I don’t know where to pinpoint a start to my work in digital humanities. Maybe it began
on instant messaging platforms like AIM or MSN Messenger, truncating, puttying, and
shaping language for new platforms. Maybe it was in re-watching early viral videos —
“Chocolate Rain” still is and always will be a bop — and
thinking they related to something that might mean identity. Or perhaps it came earlier
with the affective thrill on hearing the distinct buzz of a dial-up internet connection,
so foreign a sound whirring through Caribbean breeze. I know it wasn’t in a classroom,
or — no offense Mavis Beacon — learning how to type, or formatting a resume in MS Word
’95. See, the appeal of the digital to me, an “inside chile” growing up in
Trinidad (face usually in a book or screen) never was assimilation into some larger arc
of intellectual or technological “progress” or change; one thing that drew me in to
thinking about the ways digital technologies culture us or how we culture them was
possibility. And I don’t mean possibility in the “discovery” or “recovery”
sense: I refuse the idea that the goal of Black digital technologies and their uses
remains building some Black canon of texts, some particular archive of artifacts, a
catalogue of ways of being in the world somehow authentically emerging from “Black
experience.” I also refuse the notion that “Black digital humanities” might
help us find some place among the long arching shadow that is the figure of the “human,”
even as snuff videos stay circulating of cops killing us with pleas for humanity on
social media. I suppose possibility, to me, conjures constant shift(in’)-forms.

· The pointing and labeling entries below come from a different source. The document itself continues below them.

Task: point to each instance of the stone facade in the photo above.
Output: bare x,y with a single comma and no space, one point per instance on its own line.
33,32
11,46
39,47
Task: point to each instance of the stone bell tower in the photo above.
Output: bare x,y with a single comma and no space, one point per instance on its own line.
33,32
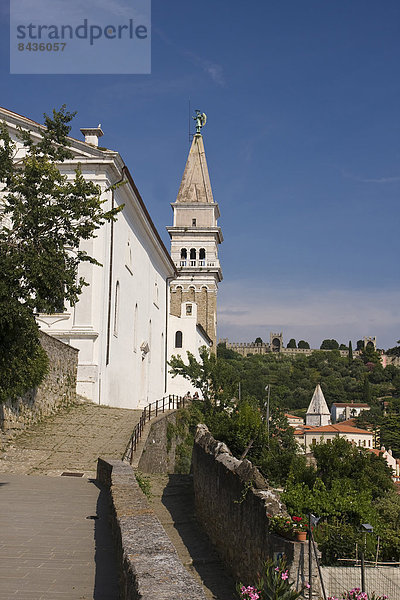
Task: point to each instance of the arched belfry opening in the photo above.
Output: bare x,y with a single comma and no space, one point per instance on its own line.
195,237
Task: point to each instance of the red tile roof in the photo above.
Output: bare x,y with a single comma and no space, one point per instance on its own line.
339,428
354,404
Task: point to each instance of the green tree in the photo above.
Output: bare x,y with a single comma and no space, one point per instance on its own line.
394,351
304,345
366,390
46,215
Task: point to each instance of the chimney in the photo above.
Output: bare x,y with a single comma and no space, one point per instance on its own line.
92,134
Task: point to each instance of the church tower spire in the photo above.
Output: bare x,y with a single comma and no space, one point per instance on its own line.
195,236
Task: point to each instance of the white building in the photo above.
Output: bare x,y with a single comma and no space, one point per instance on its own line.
342,411
187,335
316,435
119,324
318,412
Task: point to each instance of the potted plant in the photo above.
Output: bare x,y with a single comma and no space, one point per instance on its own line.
292,528
300,529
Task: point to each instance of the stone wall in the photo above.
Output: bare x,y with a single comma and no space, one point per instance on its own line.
58,389
148,562
233,501
158,454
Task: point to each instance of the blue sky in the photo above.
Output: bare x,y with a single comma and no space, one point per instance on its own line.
303,148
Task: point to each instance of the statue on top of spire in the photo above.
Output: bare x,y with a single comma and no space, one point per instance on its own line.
201,119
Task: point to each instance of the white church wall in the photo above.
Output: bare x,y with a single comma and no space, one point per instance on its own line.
193,338
113,369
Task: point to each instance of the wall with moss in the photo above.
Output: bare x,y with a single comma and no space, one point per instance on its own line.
57,390
168,448
233,501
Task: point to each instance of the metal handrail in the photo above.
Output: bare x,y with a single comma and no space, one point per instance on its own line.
170,402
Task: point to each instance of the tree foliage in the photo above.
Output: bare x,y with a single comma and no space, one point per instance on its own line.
45,216
394,351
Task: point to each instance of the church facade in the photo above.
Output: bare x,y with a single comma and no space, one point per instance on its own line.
126,323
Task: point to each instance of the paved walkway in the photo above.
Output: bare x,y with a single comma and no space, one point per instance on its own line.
173,503
70,441
49,548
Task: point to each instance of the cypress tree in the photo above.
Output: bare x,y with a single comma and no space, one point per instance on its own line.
350,353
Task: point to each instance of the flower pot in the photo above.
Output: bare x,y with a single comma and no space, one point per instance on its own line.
301,535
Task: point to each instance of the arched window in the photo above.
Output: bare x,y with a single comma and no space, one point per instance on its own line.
135,329
116,309
178,339
183,257
150,332
202,257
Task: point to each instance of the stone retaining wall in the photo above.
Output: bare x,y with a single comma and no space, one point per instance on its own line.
148,562
232,503
158,454
58,389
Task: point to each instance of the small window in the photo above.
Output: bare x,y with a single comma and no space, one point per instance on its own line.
135,329
116,309
178,339
155,294
129,260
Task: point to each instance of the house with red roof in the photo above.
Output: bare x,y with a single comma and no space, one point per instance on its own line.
309,436
341,411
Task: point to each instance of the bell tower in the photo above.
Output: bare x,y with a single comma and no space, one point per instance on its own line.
195,236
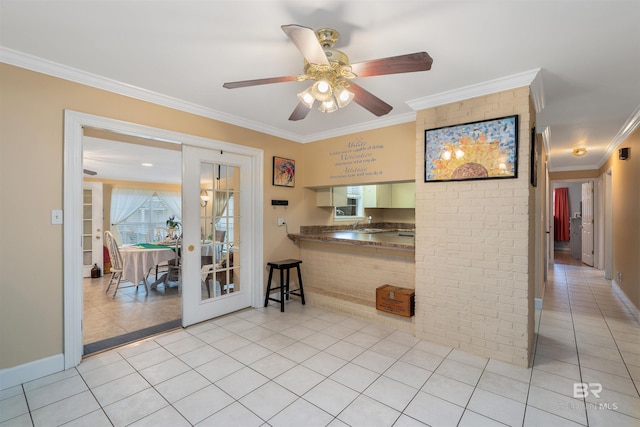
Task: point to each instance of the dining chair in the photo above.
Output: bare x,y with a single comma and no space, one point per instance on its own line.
154,235
174,273
116,261
219,243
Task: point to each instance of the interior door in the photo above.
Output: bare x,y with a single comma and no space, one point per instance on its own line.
92,218
216,217
587,223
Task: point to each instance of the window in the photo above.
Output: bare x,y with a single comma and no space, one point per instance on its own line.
354,208
152,213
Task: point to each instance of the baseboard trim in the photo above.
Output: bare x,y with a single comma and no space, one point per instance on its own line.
30,371
626,301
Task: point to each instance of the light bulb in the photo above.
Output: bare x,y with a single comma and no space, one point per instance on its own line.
328,106
306,97
323,86
343,96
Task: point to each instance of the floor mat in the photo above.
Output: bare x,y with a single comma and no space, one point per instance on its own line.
130,337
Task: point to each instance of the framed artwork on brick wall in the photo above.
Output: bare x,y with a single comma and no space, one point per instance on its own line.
486,149
284,172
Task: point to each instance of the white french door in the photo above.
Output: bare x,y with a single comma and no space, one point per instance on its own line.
217,215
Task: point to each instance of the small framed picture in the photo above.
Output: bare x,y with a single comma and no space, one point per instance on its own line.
284,172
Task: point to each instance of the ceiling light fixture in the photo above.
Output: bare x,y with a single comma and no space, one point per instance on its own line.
331,92
331,84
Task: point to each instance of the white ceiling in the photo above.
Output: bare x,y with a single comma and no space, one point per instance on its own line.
179,53
125,161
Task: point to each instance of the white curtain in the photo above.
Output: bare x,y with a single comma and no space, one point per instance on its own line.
124,202
173,200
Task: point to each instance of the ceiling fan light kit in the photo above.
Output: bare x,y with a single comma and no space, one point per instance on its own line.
579,152
332,74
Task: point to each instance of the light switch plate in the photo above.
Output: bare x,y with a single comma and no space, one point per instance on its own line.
56,216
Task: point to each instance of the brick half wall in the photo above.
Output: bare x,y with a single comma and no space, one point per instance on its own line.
474,254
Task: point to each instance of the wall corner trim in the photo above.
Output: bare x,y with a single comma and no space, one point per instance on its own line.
30,371
480,89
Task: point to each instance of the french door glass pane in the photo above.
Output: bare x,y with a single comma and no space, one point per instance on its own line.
219,229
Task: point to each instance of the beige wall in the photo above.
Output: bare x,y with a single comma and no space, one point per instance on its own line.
474,254
381,155
625,175
31,162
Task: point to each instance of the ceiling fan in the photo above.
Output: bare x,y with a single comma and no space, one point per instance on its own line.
333,76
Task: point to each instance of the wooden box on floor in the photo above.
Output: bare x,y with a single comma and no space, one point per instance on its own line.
395,300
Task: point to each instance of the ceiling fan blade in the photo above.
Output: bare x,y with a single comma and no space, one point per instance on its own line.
300,112
420,61
245,83
307,43
369,101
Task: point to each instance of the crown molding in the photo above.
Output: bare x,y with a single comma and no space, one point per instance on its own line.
481,89
629,127
44,66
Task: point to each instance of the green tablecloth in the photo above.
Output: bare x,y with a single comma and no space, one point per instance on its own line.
156,246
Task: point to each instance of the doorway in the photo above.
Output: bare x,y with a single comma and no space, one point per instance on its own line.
142,186
75,122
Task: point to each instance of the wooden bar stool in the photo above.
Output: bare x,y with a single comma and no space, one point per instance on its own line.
285,291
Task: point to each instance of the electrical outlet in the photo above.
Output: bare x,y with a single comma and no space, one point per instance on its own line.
56,216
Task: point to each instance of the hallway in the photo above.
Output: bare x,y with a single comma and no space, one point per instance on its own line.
312,367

Following Black feminist scholars and activists who take up approaches to digital
humanities situated in a Wynterian theoretical genealogy, like Tara L. Conley and Ashley
Greene Wade for example, I understand digital technologies and media for their viral
potentials to undercut the overrepresentation of man as Western bourgeois male subject,
as human [Conley 2017]
[Greene Wade 2017]. But my hope in virality lies not in building a single
vision or static versions of what might mechanize responses to Sylvia Wynter’s call for
“new genres of being human”
[Wynter 2007]. Nah, I believe that virality inherently offers — through
distribution — constant space for mashing up contexts, artifacts, identities, and the
very frameworks on which settler-colonial, racial capitalist projects lie. We need not
construct or overrepresent sub-genres of what being “human while
Black” might look like by digital means and watch them appropriated toward our
own demise. The plurality of Wynter’s call (in genres, rather than genre)
suggests that Black studies might offer the digital the idea that no single “human”
or “humanistic” metric, discipline, or idea may measure or signify Blackness
in toto. #BlackGirlMagic, #BlackBoyJoy, #BlackLivesMatter, none need
look or mean one way because Blackness don’t need to look one way. Magic, joy, whatever
don’t have to matter according to normative (affective) scripts. Difference
— which Achille Mbembe reminds us Blackness signifies in extremity — rather, suggests we
could augur n/other planets: places, terrains, digital geographies where reiterative
negation of otherhood might help us fever dream something different [Mbembe 2013]. Together, by using digital media to turbulently disturb,
spread, alter any received sense of what we are or could be in the continued heat of
racial capitalism, let’s dream nutha planets.
Works Cited
Conley 2017 Conley, Tara L (2017). “Decoding Black feminist hashtags as becoming.”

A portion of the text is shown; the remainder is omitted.